愛されていないことはよく知っていた。 痛いほど理解していた。 けれど、母親は綾子を離さなかった。 いや、離せなかった。 綾子には愛する人の面影が嫌というほど残っているから。 殴られようが蹴られようが、熱かろうが冷たかろうが、綾子には関係なかった。 それら全て愛だと盲信して、受け入れ続けた。 歪な愛情、壊れた母親、痛む身体に醜い自分。 愛とはなにか? と聞かれたら、綾子は答える。 〝私の身体そのもの〟だと。

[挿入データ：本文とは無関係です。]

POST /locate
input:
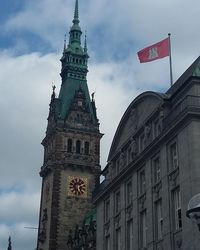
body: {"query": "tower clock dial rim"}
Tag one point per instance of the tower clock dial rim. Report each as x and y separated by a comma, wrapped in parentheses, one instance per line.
(77, 186)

「間違ってるって、そんな訳ないって知ってるよ。 でも仕方ないじゃん。 それしか知らないもん」

私は頷く。 それが間違いだと言うのなら、正しさで訂正しなければいけない。 私にはそれができない。 なにひとつ、正しさなど持っていないから。 綾子を形成する〝愛〟に対抗できるような、綾子の存在する理由を否定できるような言葉が、頭にも心にもどこを探したって見つからないから。


「だからさ、アレを見た時には参ったよね」

綾子が小学校高学年に上がる歳の頃。 母親に追い出された部屋から歩いて数分の公園で一人、綾子は地面に絵を描いていた。 なんの絵かは分からない。 理想の家族だったのか、笑顔の母親だったのか、あるいはいつか夢見た可愛い犬だったのか。 18時のチャイムが鳴る。 それと同時に綾子の心を不安が包む。

 

あれ、今、お母さんが呼んでる 。


そんなよく分からない不思議な言葉が、綾子の頭に浮かんだ。

立ち上がり、駆け出す。 母親の待つ家。 いつも通り帰っても優しい笑顔は見られない。 自分は空気のように息をしているしかない。 でも、そこには確かに大好きな母親がいる。 綾子にはそれで充分だった。 だって、そこには確かに愛があった。 母親から与えられる痛いほどの愛情が、幼い綾子には大切な〝宝物〟だった。


「まぁ、簡単に言えば死んでたよね」

カラッとした晴天のように、清々しさすら感じられる言葉で綾子が言う。微笑みは崩さない、崩せない。 そこに綾子の強かさを感じる。 チラリ、横目で私を見て綾子が笑った。

「そこからはさ、なんとなく分かるじゃん?」

淋しさも悲しみも全て押し殺して、綾子の猫目が嗤う。 幼い綾子は施設へ移され、そこでも手酷い傷を負ったのだろう。 愛を失くした少女にとって、それは地獄と呼ぶには易しすぎる。 永遠に火炙りにかけられるような、永遠に死ねずに鋭い刃で貫かれ続けるような、まさしく拷問の日々だっただろう。私には察することすらできない。ありふれた言葉を紡ぐことを、私の心が拒絶した。


「…まだ聞く?」

ほんの少し淋しそうに、綾子が問う。 私の心を覗いているような、私の強さを測っているような、そんな目。 捜していたのだろうか、自分の言葉を聞いてくれる人を。 自分の醜さを受け止めてくれる人を。 私は頷く。 しっかりと彼女の目を見つめ返して。


でもその前に御手洗に行きたいな。お腹がちゃぽちゃぽする。


そう私が答えると、綾子は店内に響き渡る声で笑った。